I’ve decided that accepting failures and missed opportunities will just add to the replayability
200 quick saves before I finished my first play through.
I fully embrace save scumming with this game, and to save often was the first of two pieces of advice I gave a friend who can’t play until the PS5 version comes out.
Hitting the menu button on the controller and then triangle (or Y) will quicksave. I do it a lot too and play with controller.
I’m coming into Act 3 now, and there definitely have been a few story junctures where a failed check would have had severe consequences, or it would have caused me to miss out on some nice loot.
I’m also not a fan of a 1 being a critical failure. I think if you have the bonuses, they should always be counted. Maybe scale them down to compensate for the adjustment. Maybe even use a different die. But don’t negate them entirely, unless maybe the character who’s rolling truly has no relevant proficiency.
It made me miss the RPG systems where if you have like 50 points in Speech or Intelligence, you just automatically pass a dialog check. It lets people be consistently rewarded for investing points in a specialization.
Still a fantastic game with an epic fantasy vibe that I haven’t felt since Dragon Age Origins. It’s a small gripe.
I love the idea of critical failure as well as critical success. I kind of wish both were a bit more impactful.
Crit fail should have some interesting outcomes beyond auto fail and crit success should have something interest as well.
I think it would be fun
While I was playing Act 2 I kept having to take breaks every hour or so because the crippling decision paralysis was making me too stressed to continue.

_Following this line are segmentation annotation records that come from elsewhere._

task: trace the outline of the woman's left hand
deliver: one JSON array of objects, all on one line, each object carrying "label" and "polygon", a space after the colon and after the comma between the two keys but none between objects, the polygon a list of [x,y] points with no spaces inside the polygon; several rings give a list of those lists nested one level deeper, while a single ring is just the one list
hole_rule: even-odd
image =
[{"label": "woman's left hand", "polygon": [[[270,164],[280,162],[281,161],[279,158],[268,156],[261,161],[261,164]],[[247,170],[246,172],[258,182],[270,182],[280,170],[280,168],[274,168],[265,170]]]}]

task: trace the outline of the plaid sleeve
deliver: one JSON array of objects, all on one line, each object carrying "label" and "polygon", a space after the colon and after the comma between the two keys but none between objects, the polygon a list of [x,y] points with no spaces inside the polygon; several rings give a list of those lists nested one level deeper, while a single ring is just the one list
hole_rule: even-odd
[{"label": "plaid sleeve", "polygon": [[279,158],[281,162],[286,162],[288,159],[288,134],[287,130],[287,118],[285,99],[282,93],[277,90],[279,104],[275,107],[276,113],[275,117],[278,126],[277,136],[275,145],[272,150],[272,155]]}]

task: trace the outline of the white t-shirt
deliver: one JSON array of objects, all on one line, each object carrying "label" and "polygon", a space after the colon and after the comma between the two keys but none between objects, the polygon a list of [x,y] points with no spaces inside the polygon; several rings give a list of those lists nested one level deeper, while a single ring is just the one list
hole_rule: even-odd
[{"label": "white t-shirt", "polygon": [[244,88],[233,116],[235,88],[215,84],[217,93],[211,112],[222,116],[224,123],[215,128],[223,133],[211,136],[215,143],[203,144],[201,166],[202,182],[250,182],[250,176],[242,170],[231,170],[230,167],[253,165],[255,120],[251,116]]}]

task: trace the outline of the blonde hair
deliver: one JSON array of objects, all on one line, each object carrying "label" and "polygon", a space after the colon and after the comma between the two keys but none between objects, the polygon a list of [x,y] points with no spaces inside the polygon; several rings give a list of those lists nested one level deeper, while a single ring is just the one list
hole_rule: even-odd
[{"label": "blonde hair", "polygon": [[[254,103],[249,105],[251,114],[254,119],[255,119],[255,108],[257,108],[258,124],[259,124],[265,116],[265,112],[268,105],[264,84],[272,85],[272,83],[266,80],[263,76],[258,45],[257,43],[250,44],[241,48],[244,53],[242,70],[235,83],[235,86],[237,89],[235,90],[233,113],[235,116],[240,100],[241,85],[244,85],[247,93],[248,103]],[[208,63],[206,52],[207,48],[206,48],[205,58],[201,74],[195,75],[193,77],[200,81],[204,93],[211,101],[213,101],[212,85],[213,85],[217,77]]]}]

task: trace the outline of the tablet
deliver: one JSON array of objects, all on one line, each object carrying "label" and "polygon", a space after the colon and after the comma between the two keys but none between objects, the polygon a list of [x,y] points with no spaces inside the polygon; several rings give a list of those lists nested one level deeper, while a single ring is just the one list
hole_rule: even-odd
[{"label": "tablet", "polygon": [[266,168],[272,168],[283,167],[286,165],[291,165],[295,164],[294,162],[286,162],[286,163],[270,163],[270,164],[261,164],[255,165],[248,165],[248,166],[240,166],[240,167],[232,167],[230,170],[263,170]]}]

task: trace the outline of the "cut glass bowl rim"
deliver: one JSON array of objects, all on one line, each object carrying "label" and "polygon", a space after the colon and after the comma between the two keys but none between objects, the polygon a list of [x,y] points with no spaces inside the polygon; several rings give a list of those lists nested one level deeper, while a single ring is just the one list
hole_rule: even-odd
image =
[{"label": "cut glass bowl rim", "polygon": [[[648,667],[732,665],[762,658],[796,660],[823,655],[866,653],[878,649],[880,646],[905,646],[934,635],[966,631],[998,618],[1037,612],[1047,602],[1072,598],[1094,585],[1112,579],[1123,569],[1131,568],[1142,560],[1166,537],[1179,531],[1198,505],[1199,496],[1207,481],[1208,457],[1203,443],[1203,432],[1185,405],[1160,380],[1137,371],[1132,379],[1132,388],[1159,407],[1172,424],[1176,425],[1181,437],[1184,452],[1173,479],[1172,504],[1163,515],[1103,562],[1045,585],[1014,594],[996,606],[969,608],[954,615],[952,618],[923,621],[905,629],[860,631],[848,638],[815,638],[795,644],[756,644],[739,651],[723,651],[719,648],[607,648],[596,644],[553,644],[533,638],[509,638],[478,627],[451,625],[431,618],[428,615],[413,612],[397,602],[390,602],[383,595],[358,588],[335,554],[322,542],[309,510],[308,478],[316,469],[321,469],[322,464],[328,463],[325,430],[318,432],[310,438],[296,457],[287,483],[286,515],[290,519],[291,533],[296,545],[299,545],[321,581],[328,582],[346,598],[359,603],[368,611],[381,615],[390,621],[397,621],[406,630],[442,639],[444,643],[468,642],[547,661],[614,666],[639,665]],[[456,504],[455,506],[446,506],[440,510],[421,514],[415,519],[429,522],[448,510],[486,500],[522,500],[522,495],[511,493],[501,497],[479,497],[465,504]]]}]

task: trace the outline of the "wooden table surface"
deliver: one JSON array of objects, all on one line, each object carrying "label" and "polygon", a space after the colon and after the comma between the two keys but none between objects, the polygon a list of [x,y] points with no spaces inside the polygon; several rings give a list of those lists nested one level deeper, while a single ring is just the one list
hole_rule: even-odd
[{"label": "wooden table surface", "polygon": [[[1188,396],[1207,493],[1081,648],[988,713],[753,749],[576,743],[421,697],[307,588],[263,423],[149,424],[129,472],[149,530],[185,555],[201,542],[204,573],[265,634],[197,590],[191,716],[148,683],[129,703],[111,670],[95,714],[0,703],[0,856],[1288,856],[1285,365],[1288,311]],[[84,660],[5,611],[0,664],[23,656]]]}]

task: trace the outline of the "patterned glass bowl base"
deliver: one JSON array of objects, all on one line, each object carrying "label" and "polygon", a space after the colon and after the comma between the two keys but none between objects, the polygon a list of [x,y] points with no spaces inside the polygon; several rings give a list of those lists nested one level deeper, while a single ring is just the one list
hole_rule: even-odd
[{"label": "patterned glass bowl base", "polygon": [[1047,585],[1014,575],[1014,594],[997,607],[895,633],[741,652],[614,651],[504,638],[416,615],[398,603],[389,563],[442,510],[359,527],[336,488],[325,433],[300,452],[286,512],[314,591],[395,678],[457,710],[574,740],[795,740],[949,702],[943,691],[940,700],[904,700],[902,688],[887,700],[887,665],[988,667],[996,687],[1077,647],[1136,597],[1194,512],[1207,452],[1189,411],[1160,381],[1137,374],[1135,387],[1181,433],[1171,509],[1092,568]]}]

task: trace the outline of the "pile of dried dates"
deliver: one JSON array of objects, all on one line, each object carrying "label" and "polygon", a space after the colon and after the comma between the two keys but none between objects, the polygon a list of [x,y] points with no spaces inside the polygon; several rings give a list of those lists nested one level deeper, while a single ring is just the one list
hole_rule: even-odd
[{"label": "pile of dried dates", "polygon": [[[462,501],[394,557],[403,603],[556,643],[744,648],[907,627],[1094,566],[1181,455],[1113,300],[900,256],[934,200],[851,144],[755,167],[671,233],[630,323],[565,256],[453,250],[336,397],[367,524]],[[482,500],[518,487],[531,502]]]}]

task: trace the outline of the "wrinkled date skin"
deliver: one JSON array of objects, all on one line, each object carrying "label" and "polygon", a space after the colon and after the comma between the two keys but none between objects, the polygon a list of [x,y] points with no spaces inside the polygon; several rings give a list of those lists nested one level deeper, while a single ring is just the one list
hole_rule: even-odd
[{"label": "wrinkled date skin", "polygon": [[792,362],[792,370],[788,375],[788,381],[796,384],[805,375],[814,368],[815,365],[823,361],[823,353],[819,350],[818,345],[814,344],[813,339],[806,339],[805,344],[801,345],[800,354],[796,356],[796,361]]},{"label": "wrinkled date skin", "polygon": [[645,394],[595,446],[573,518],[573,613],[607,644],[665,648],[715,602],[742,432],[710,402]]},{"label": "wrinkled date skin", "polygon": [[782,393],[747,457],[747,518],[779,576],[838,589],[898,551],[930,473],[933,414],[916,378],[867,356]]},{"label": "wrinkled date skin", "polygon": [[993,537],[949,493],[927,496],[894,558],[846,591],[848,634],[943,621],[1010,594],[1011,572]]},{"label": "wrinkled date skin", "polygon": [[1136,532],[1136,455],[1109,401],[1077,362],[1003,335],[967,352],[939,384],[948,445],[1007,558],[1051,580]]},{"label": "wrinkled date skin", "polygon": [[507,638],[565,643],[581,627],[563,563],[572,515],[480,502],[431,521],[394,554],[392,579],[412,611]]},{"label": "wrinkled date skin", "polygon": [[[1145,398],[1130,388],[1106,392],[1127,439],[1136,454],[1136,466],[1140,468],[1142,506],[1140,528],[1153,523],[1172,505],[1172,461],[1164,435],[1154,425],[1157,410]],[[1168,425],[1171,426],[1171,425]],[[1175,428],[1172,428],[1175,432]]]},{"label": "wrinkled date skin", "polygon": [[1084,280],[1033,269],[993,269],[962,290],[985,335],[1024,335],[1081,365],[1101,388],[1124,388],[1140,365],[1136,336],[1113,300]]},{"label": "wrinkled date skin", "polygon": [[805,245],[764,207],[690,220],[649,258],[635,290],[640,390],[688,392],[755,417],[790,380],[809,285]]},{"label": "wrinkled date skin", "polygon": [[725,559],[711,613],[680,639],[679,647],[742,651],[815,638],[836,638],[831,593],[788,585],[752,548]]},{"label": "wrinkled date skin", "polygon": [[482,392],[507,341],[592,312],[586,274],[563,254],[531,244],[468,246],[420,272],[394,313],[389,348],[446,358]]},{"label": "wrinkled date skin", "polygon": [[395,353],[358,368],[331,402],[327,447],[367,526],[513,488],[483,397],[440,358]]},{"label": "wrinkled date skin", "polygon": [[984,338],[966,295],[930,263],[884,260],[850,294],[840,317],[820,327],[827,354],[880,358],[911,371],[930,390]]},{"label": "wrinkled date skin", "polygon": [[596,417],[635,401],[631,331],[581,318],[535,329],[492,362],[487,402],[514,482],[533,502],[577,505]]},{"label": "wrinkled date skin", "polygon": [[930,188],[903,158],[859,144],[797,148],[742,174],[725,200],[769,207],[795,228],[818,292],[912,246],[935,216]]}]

I didn’t even get to jump into an evil playthrough after finishing the game the first time because apparently I made just the right set of choices that I got an early ass ending and missed the last 1/4 of the game! 😩
Now I am meticulously just exploring and not talking to any NPCs until I know where I can and can’t explore without pushing story stuff. I’ve already managed to save a group of people I thought was beyond saving by not doing things or talking to important characters you are directed to talk to. (Looking at you, Isobel). I don’t know if it’s really a good thing. Like, it’s new to me; you don’t usually see inaction being a valid choice outside of QuickTime event focused games, and that is cool; but at the same time, it seems massively broken when the ONLY way to not lose a ton of characters is by not doing what the game is directing you to do, and that thing is a simple “talk to this character before you leave.”